Clap de fin pour le « Sommet pour l’action sur l’intelligence artificielle » organisé à Paris du 10 au 11 février. Comme il est d’usage dans ce genre de grand-messe internationale, un texte final a été publié. Une « Déclaration sur une intelligence artificielle durable et inclusive pour la population et la planète » signée par cinquante-huit États.
Ce texte liste les six bonnes résolutions censées résoudre les grands problèmes que soulève cette révolution numérique : l’accessibilité « pour réduire la fracture numérique » d’une IA « ouverte à tous, inclusive, transparente, éthique, sûre, sécurisée et digne de confiance, dans le respect des cadres internationaux », favorable à une « croissance durable » qui ne se fasse pas au dépend ni des travailleurs, ni de l’écologie, dans un contexte de « coopération internationale » pour « promouvoir la coordination de la gouvernance internationale ».
Grandiloquent
« Nous posons là les bases, à côté de l’innovation et de l’accélération, de ce qui va permettre à l’IA d’advenir et de tenir, c’est-à-dire les clés de la confiance », a conclu l’événement de façon grandiloquente Emmanuel Macron, au Grand Palais. « Nous avons besoin de ces règles pour que l’IA avance » et « besoin de continuer à faire avancer unegouvernance internationale de l’IA ».

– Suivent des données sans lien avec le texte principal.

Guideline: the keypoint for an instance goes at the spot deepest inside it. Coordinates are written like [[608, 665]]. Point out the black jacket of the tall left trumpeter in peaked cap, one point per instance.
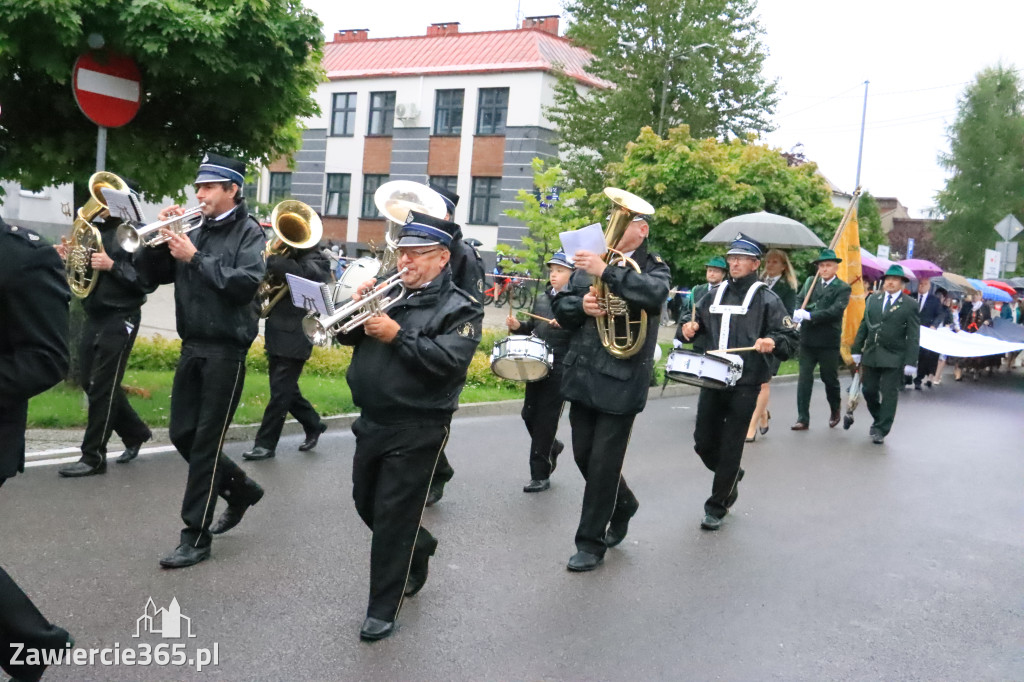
[[215, 292]]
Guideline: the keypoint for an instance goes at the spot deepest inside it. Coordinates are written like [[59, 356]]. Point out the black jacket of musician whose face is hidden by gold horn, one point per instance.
[[284, 325]]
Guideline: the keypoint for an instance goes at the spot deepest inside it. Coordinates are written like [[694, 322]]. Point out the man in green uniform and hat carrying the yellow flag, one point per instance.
[[821, 331]]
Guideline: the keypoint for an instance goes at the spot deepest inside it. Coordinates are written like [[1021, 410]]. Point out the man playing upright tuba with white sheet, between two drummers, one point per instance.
[[607, 394]]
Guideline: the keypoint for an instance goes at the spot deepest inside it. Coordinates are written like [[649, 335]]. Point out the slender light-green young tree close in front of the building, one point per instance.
[[546, 212]]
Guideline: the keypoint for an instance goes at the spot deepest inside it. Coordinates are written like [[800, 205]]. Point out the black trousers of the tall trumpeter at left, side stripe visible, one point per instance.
[[205, 395]]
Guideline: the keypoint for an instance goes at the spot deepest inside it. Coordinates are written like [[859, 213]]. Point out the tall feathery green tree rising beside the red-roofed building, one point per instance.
[[668, 63]]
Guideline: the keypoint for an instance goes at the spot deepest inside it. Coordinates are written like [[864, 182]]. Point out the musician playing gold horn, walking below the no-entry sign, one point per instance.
[[113, 315]]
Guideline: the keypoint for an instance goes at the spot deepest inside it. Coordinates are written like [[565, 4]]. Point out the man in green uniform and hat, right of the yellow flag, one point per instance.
[[887, 340]]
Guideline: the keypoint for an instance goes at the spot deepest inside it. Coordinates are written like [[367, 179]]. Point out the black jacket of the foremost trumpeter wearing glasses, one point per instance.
[[419, 375]]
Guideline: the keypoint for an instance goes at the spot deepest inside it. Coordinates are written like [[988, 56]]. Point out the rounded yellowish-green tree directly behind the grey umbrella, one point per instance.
[[695, 185]]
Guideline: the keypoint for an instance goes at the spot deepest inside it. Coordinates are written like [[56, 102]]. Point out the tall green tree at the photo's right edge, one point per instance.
[[986, 162]]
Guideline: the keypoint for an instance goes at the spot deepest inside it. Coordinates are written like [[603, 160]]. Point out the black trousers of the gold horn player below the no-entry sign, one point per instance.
[[107, 344]]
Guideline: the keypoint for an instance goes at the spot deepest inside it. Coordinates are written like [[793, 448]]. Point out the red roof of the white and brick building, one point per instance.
[[492, 52]]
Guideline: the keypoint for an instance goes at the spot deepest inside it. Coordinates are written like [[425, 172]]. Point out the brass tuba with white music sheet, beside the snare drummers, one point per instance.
[[621, 335]]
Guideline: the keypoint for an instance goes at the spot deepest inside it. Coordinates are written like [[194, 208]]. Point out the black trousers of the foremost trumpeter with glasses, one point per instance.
[[392, 472]]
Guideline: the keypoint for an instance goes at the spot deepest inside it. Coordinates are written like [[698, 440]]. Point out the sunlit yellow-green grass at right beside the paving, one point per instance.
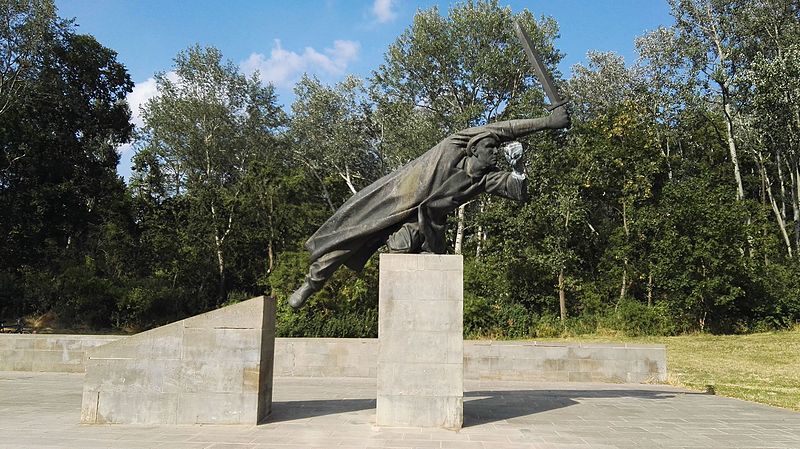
[[762, 368]]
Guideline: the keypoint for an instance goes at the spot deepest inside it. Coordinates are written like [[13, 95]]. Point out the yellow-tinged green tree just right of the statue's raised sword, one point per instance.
[[620, 151]]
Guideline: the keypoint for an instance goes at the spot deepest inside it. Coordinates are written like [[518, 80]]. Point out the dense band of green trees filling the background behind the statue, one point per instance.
[[642, 219]]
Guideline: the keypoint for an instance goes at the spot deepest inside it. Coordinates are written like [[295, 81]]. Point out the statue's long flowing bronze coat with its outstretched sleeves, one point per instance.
[[424, 190]]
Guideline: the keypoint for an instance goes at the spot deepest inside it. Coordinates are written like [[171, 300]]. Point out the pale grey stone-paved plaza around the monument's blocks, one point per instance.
[[42, 410]]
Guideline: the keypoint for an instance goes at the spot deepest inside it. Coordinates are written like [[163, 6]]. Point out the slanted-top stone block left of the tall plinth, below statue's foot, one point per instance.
[[214, 368]]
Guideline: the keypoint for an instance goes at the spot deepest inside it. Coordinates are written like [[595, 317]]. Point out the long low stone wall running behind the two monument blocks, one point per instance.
[[356, 357]]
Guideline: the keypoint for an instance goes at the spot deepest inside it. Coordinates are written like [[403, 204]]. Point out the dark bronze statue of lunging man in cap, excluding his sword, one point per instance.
[[407, 209]]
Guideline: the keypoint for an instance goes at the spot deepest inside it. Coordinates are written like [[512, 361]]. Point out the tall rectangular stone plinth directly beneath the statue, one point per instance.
[[420, 341]]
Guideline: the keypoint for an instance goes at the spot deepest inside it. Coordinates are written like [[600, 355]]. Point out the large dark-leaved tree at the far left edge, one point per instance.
[[66, 226]]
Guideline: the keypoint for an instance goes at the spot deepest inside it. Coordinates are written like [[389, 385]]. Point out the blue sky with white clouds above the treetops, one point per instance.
[[327, 38]]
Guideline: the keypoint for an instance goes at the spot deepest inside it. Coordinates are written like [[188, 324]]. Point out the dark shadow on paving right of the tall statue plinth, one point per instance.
[[482, 407]]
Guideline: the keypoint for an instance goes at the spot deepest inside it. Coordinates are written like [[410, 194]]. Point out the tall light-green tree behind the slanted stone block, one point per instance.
[[202, 135]]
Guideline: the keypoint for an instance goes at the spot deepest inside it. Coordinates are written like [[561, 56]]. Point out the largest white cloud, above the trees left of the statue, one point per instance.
[[284, 66]]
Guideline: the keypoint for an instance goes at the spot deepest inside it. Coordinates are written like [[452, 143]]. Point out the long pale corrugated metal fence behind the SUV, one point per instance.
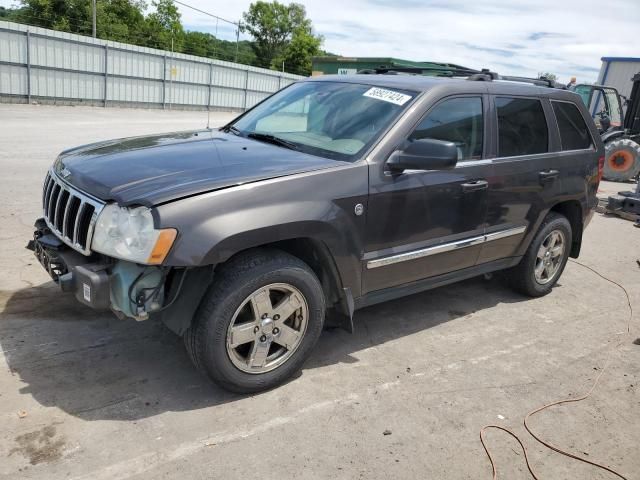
[[41, 64]]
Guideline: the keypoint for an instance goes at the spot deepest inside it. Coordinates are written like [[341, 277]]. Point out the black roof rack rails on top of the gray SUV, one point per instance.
[[485, 75]]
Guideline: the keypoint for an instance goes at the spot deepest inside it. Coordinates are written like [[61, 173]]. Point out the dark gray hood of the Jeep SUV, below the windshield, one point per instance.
[[157, 169]]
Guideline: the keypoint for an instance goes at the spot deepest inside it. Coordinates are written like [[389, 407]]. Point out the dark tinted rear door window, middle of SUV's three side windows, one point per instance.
[[522, 127]]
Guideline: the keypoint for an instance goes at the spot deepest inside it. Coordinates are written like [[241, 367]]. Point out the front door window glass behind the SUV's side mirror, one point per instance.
[[458, 120]]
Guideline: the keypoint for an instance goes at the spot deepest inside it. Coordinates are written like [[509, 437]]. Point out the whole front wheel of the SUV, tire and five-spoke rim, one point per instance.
[[274, 349]]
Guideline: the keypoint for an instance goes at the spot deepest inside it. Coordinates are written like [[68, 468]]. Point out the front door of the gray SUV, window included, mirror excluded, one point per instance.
[[424, 223]]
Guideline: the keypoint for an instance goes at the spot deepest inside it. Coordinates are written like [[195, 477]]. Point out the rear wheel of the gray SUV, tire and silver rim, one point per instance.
[[523, 277]]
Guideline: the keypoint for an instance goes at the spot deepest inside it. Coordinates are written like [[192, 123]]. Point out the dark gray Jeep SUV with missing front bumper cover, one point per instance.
[[333, 194]]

Des principes empreints de bons sentiments paraphés par cinquante-huit États, dont les co-organisateurs de cette édition 2025, la France et l’Inde, ainsi que la Chine, mais pas les États-Unis ni le Royaume-Uni. Lors de son discours dans le cadre de ce sommet, le vice-président américain J.D. Vance a préféré insister sur une « régulation excessive » de l’intelligence artificielle qui « pourrait tuer une industrie en plein essor ».
La création d’un observatoire de l’impact énergétique de l’IA, piloté par l’Agence internationale de l’énergie, n’est pas non plus du goût de Washington. « Les États-Unis sont les leaders dans l’IA et notre administration entend qu’ils le restent », a-t-il souligné, mettant en garde contre les « États autoritaires » : « S’associer avec eux revient à enchaîner votre nation à un maître autoritaire qui cherche à infiltrer, s’installer et s’emparer de votre infrastructure d’information. »
Musk contre Mozilla
Ces deux conceptions des usages de l’intelligence artificielle se sont affrontées durant tout le sommet autour des questions d’IA « ouverte » ou « fermée ». Tenants d’une technologie propriétaire, les États-Unis ont vu deux de leurs industriels du numérique s’invectiver par communiqués interposés.

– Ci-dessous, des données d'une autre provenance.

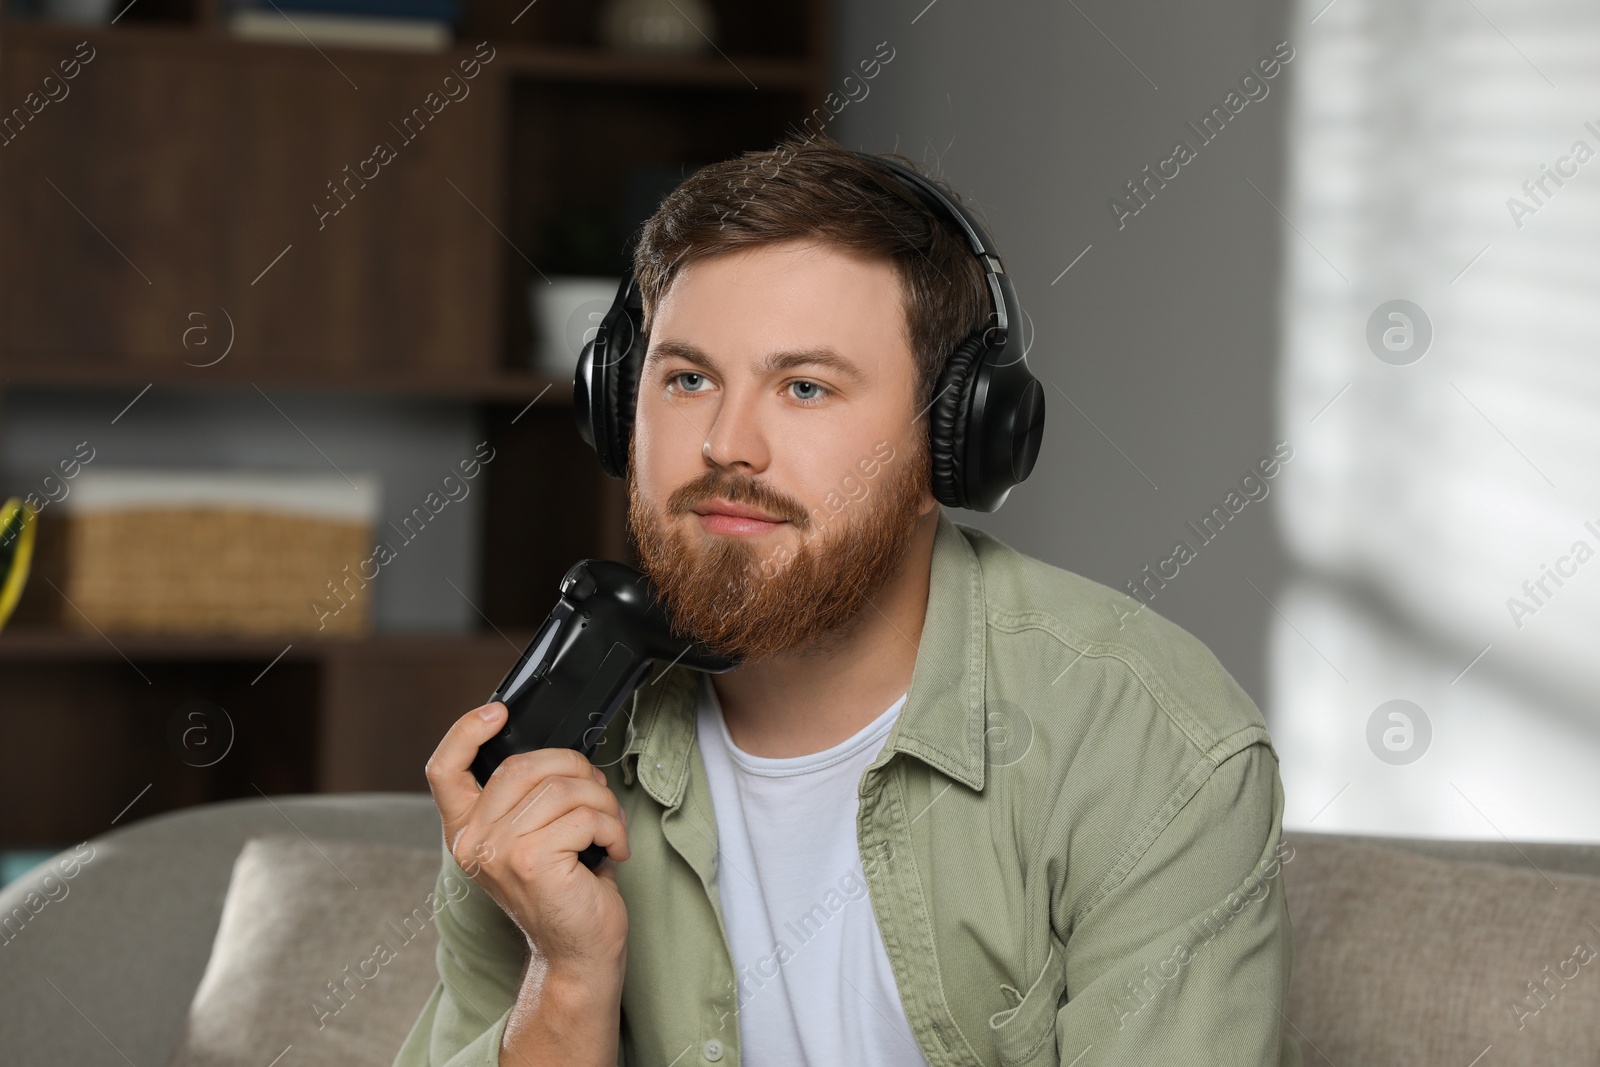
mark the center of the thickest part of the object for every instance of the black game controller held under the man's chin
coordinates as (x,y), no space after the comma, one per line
(588,658)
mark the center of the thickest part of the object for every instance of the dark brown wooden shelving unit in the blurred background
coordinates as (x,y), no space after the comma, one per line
(190,174)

Lundi 10 février, un consortium emmené par Elon Musk a proposé 97,4 milliards de dollars lundi au conseil d’administration pour l’acquisition de l’entité. Une offre non sollicitée par Sam Altman, le patron d’OpenAI, alors que ce dernier essaie de lever des fonds et de transformer sa start-up en société à but lucratif. « Non merci mais nous rachèterons Twitter pour 9,74 milliards de dollars si tu veux », a rétorqué Sam Altman lundi sur X, soit quatre fois moins que ce qu’avait déboursé Musk pour s’offrir le réseau social. « Escroc », lui a répondu ce dernier.
Open AI est symptomatique de ce débat, son robot conversationnel ChatGPT à l’origine en open source fonctionnant désormais en modèle fermé, à l’instar de Google avec Gemini ou la start-up Anthropic. À l’inverse, le géant américain Meta, la française Mistral AI et le chinois DeepSeek laissent leurs modèles accessibles aux autres développeurs pour leurs propres modèles.
Mais ces technologies en « open source » le sont à des degrés divers. Cité par l’AFP, Thomas Wolf, cofondateur de la plateforme d’IA en accès libre franco-américaine Hugging Face, souligne que si « la sortie de DeepSeek-R1 est une formidable opportunité pour la communauté open source, tout n’a pas été publié », notamment « les jeux de données et le code utilisés pour l’entraîner ».
Pour autant, le patron de Mozilla, fondation connue notamment pour son navigateur Firefox et actrice historique du mouvement du logiciel libre, ne boude pas son plaisir : « Certaines choses, qui sont, même un peu ouvertes – nous aimerions les voir encore plus ouvertes – commencent à permettre à la communauté mondiale de l’IA de collaborer pour rendre l’IA meilleure et plus accessible ». Face aux centaines de milliards de dollars engloutis par Open IA et consorts, ces modèles alternatifs restent confidentiels et pas encore au point, comme l’ont démontré les déboires de l’IA générative Lucie développée par Linagora.